Welcome to The Fifteen, a global round-up of the stories animating higher education institutions and systems around the globe. Let’s get to it.
- Argentina’s Congress has overturned President Milei’s veto of the new law on university financing. In theory, that means a huge increase in university funding. In reality, a new economic collapse is starting to look increasingly likely, which might make fulfilling the law difficult.
- Lots going on in Australia: a Senate Committee has weighed in on the state of governance in Australian universities, a new strategic research review is underway (and look, they have discussion papers and everything, so anti-Canadian), and former Labor leader/current University of Canberra Vice-Chancellor Bill Shorten has come up with some ideas for overhauling the country’s higher ed sector (a mix of sensible stuff and wishful thinking, if you ask me) and the University of Technology, Sydney is cutting…hold on to your hat…1100 programs in order to regain financial balance.
- The humanities are on a roll. In Belarus, the humanities are so feared that the country has just declared the European Humanities University – which left the country and set up in neighbouring Lithuania about 20 years ago – an “extremist organization”. And in South Korea, new humanities enrolments are up strongly.
- Canada has long shared a medical accreditation system with its neighbour to the south.
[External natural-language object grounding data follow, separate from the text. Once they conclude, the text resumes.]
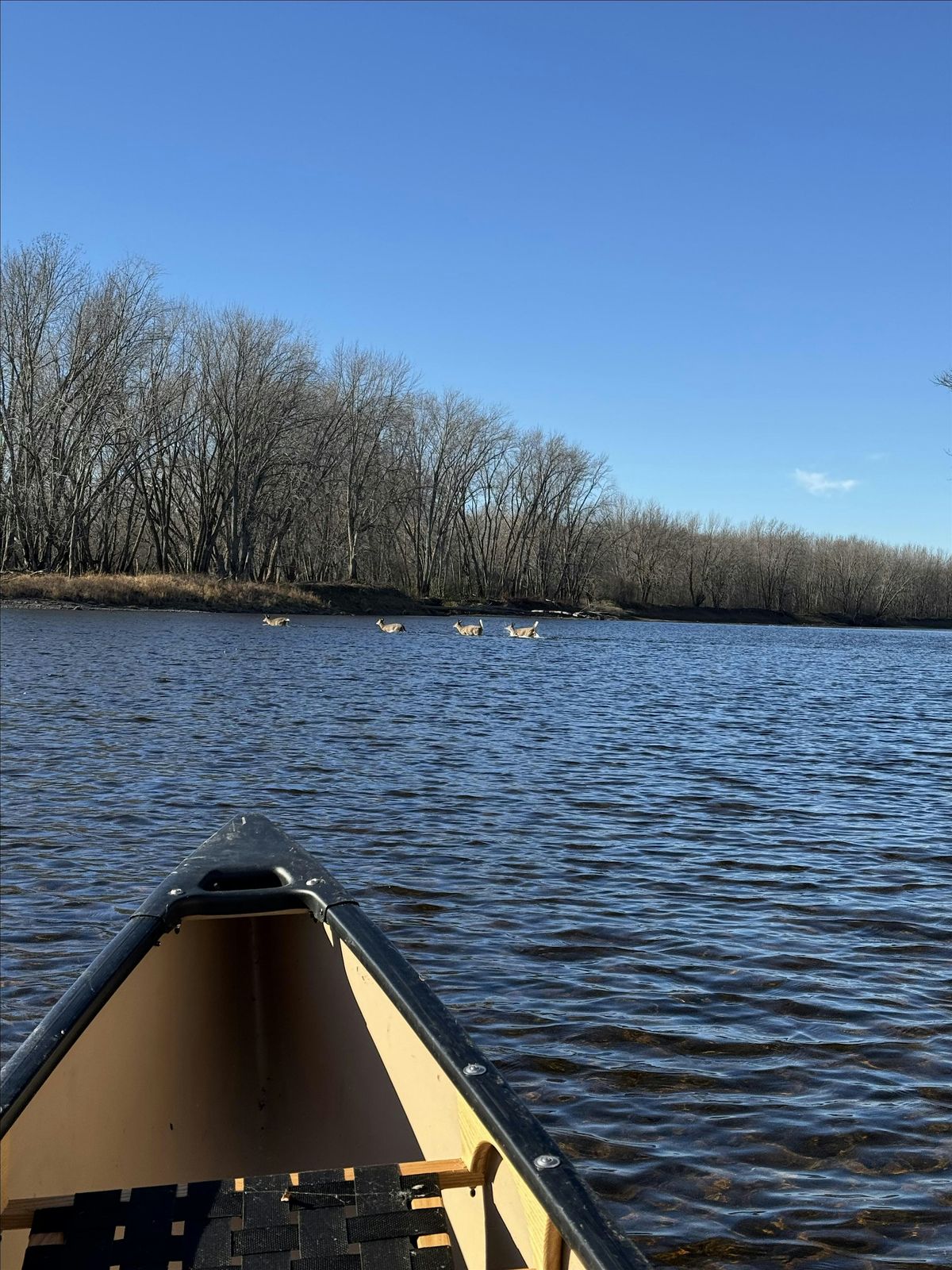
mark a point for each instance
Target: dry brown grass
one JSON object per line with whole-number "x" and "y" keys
{"x": 159, "y": 591}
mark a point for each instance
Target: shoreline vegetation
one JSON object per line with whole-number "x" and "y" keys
{"x": 235, "y": 464}
{"x": 200, "y": 594}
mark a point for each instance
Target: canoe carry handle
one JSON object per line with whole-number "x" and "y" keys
{"x": 238, "y": 878}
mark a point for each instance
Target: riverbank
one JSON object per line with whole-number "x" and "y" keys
{"x": 200, "y": 594}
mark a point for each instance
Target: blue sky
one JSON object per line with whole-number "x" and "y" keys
{"x": 711, "y": 241}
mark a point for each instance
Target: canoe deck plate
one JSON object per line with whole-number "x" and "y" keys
{"x": 374, "y": 1219}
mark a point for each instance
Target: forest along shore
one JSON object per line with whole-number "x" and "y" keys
{"x": 201, "y": 594}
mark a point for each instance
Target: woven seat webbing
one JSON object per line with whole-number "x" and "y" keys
{"x": 325, "y": 1222}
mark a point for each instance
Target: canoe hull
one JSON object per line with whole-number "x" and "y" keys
{"x": 278, "y": 1038}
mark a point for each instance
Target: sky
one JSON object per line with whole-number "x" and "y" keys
{"x": 708, "y": 241}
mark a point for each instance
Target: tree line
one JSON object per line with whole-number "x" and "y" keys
{"x": 143, "y": 435}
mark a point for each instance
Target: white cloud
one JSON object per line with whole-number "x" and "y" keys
{"x": 819, "y": 483}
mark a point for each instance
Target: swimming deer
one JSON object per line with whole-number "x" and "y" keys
{"x": 467, "y": 629}
{"x": 524, "y": 632}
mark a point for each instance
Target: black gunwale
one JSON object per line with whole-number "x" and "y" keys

But Trump-inspired changes de-emphasized equity, diversity, and inclusion. Result? Canada is going it alone on Medical Accreditation.
- With elections coming in the next few weeks/months, here are manifesto analyses for various parties in the Netherlands and Costa Rica. Marvel at how some issues echo around the world.
- Less than 9% of Ethiopian secondary graduates managed to pass the national high school exam. Cue an enormous amount of handwringing.
- Beyond the financial crisis in Kenyan universities (see almost every previous Fifteen this year), it turns out that the government is in arrears paying academic faculty (it is fairly common in Africa for academic salaries to be paid directly by government rather than by universities) and as a result they have now gone on strike. Universities there have now been closed for over a week.
- There’s a row brewing in Belgium as the French part of the country wrestles with very significant budget deficits and the government of Wallonie-Bruxelles has identified higher education as a place to cut: in particular, by eliminating subsidies for students who take too long to graduate and rationalization of program offerings. This is not going over well.
- In Nigeria, “cultism” on campuses has nothing to do with religious rituals, but rather with organized crime (cult = gang, basically). At the University of Nigeria, Nsukka the head of the student union and several others have been suspended for cultism, threats to life, and gross misconduct.
- In Peru, the President is not keen on opening new universities while money is short. Congress just told him to go pound sand, passing legislation authorizing 22 new universities across the country.
- This month, Russian embassies around the world have been advertising scholarships for local students who wish to study in Russia. Here are examples from Kenya, Sri Lanka, and Bangladesh. It might be a hard sell, as a number of Africa governments are warning that they have evidence Russia is using such scams to enrol unsuspecting young people into the Russian Army.
- In Ukraine, half of all university places are going unfilled, suggesting the sector is headed for major consolidation in the post-war period. Meanwhile, South Africa’s Minister of Higher Education told 2025 high-school matriculants that there were nowhere near enough places available for all of them in university and they should prepare some (non-university) back-up plans.
- Long, sad, but very good article from a recently-emigrated Venezuelan professor on the challenges of teaching in that country – particularly on salaries of under $3/month.
- Trump lost in court to both Harvard and UCLA, leading some to breathe a sigh of relieve. However, last week the government decided it would slap a $100,000 charge on every new H1B application. As usual with Trump details are unclear, but if the new scheme applies to universities, it would pretty much devastate any attempt by universities to hire foreign professors. Expect major changes in global academic flows.
- Are any of those European “let’s poach global talent” schemes enacted in the wake of last winter’s vandalism of the US science system bearing fruit? In a limited way, yes. Lund University is reporting that it has received over 1300 applications for its global recruitment program though about 20% of those were for a single joint position in Theology and Humanities. Meanwhile, 25 American professors have been recruited for a two-year stint with offers of half a million euros each.
And just for this once, I will add a sixteenth: the IgNobel prize was awarded this week, to a scholar from Bath University in England, for a piece of research showing that small amounts of alcohol can improve your pronunciation of a foreign language. I’ll drink to that.